CHARLESTON, W.Va. -- For the time being, all three of West Virginia's representatives in the U.S. House are keeping their staff members working as the national debate over the federal shutdown continues.
Both senators, however, appear to have furloughed at least some of their staff.
After Congress failed to agree on a measure to fund the federal government, roughly 800,000 employees nationwide were told Tuesday they couldn't go to work.
National lawmakers are considered "essential" employees and as such continue to receive their pay as mandated by law.
Their staff members are not considered essential. However, a lawmaker can declare employees essential if he or she believes they are needed.

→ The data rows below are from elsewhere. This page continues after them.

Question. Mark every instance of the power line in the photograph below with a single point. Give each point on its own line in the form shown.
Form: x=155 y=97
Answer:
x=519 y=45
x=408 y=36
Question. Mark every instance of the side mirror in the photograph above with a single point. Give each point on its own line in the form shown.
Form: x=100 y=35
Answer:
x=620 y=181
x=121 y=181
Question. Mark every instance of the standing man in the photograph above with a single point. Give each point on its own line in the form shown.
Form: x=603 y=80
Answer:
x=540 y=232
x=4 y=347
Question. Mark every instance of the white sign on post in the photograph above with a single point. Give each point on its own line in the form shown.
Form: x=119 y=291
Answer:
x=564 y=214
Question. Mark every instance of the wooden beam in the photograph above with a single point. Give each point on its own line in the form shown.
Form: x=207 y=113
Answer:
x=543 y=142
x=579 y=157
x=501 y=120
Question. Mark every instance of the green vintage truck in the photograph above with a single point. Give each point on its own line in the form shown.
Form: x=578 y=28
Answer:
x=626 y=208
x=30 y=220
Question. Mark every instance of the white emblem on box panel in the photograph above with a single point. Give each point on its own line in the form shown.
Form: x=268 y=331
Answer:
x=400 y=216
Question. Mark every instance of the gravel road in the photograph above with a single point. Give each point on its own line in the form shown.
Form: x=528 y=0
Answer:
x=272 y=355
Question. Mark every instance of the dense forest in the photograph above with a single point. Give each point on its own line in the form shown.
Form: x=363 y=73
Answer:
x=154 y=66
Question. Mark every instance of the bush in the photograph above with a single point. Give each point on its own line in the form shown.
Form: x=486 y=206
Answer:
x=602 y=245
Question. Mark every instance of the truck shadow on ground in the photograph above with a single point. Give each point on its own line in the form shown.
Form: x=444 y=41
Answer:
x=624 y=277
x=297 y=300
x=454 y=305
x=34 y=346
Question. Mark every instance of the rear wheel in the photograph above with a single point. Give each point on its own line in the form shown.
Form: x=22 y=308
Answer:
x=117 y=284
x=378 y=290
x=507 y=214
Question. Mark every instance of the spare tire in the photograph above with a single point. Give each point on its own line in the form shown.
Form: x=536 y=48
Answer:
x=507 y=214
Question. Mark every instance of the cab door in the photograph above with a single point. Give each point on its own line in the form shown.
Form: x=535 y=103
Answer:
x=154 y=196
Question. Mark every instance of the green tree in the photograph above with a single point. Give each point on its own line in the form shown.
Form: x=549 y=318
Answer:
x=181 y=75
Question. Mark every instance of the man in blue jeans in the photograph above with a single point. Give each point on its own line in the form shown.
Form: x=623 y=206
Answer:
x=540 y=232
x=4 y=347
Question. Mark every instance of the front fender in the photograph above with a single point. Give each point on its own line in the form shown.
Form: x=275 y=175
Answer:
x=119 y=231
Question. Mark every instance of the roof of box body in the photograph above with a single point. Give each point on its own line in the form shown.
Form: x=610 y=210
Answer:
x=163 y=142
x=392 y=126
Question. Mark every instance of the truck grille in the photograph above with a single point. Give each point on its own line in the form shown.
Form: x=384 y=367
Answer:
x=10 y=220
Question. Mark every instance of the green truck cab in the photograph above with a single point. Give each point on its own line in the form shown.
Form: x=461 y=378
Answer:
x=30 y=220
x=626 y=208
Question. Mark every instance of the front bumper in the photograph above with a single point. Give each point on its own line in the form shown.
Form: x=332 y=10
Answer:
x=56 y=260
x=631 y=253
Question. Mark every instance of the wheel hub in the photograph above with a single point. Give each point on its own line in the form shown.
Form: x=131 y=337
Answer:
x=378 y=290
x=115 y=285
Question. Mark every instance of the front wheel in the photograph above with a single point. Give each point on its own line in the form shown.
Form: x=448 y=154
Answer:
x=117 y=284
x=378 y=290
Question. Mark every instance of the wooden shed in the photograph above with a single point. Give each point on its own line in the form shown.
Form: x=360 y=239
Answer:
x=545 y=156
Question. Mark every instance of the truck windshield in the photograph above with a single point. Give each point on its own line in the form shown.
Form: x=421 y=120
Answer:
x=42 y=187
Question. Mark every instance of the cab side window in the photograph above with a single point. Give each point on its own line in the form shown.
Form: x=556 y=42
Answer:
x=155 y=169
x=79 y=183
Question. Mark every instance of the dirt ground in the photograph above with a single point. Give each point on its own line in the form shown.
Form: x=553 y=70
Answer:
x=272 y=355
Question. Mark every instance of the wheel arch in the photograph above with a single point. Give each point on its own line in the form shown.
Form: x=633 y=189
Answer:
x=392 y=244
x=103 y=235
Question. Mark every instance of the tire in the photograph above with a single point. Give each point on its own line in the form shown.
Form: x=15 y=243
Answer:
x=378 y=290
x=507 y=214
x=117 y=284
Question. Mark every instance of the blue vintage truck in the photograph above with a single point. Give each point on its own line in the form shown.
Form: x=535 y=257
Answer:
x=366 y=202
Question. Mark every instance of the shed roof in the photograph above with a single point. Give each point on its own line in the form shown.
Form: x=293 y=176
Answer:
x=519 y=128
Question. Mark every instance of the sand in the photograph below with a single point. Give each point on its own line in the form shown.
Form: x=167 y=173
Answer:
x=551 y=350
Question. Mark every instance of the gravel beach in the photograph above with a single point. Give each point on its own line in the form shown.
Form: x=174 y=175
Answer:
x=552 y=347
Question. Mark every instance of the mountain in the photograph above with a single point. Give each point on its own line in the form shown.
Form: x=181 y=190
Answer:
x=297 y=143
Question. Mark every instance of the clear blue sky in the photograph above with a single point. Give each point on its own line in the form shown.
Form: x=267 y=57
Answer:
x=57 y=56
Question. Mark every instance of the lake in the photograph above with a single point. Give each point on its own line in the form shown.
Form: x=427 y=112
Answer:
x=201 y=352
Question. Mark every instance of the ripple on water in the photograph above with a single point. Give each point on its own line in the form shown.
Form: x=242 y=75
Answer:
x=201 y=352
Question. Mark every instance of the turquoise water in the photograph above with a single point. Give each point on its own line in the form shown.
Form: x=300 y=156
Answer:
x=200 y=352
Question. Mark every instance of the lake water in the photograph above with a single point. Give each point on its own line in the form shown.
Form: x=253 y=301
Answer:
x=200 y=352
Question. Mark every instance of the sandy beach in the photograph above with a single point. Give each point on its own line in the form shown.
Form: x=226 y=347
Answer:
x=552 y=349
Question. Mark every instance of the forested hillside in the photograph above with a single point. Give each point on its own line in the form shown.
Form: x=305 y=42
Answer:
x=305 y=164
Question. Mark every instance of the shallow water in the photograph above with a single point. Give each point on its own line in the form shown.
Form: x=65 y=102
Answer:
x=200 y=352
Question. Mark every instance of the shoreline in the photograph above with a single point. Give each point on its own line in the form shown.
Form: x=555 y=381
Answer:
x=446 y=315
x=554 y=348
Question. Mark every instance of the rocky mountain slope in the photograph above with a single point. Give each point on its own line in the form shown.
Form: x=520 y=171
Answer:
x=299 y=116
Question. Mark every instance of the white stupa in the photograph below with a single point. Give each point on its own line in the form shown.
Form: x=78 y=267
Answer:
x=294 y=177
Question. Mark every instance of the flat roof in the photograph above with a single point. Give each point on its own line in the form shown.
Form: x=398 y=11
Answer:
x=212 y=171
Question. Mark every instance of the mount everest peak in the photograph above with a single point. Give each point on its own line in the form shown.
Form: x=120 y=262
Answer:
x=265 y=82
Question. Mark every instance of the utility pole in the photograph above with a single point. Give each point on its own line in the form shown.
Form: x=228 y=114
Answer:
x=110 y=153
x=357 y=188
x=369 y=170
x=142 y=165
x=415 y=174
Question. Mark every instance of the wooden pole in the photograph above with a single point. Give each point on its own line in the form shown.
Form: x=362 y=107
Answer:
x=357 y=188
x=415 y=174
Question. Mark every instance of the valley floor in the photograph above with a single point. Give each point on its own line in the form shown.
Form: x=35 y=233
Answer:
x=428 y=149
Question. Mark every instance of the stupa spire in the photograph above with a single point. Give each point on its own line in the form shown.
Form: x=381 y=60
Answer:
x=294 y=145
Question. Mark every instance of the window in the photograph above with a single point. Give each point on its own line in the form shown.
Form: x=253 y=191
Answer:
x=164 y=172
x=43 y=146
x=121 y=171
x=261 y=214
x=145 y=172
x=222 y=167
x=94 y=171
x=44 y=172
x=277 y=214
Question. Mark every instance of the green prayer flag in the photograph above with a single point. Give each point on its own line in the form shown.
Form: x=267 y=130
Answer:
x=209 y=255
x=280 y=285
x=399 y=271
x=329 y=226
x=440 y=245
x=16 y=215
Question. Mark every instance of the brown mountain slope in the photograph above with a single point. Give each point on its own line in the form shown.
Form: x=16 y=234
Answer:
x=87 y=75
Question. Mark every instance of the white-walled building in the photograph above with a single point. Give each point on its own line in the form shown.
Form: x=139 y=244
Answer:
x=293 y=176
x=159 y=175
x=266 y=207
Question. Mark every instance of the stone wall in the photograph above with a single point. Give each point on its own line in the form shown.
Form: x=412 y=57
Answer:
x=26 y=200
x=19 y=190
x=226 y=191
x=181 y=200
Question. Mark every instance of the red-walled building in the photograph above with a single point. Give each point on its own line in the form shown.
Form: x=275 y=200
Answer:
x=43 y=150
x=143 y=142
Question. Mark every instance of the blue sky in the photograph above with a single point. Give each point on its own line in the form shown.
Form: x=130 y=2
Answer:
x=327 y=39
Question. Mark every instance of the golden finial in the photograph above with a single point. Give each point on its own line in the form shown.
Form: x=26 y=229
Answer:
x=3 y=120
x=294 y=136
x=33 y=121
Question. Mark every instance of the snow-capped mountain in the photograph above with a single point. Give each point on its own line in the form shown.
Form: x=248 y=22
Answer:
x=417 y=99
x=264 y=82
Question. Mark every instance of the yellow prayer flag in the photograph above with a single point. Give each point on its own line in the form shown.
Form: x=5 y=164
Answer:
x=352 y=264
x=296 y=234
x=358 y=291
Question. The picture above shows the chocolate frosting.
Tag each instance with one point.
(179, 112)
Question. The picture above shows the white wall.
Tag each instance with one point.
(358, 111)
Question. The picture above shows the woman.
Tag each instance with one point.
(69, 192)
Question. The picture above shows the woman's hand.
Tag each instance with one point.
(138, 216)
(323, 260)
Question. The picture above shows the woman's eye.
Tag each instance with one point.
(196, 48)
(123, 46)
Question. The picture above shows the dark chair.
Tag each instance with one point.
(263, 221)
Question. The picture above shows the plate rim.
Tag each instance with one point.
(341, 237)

Senators and representatives can declare as many staffers "essential" as they feel is necessary.
As of late Tuesday, Reps. Shelley Moore Capito and David McKinley, both R-W.Va., and Rep. Nick Rahall, D-W.Va., all declared every member of their staffs essential.
Capito employs 16 people, and McKinley employs 13, spokesmen for the representatives said. A spokeswoman for Rahall confirmed all of the congressman's employees are still working but did not say how many people work in the office.
Keeping everyone on board ensures better constituent services, spokespeople for the representatives said.
"In the beginning, all employees are deemed essential to assist constituents with the many questions and concerns in regard to the shutdown," said Joel Brubaker, Capito's chief of staff.
"In all likelihood, the office would begin rotating furloughs if a shutdown continues."
Jim Forbes, spokesman for McKinley, said the congressman already keeps a "lean" staff but that adding furloughs could be necessary if the shutdown persists.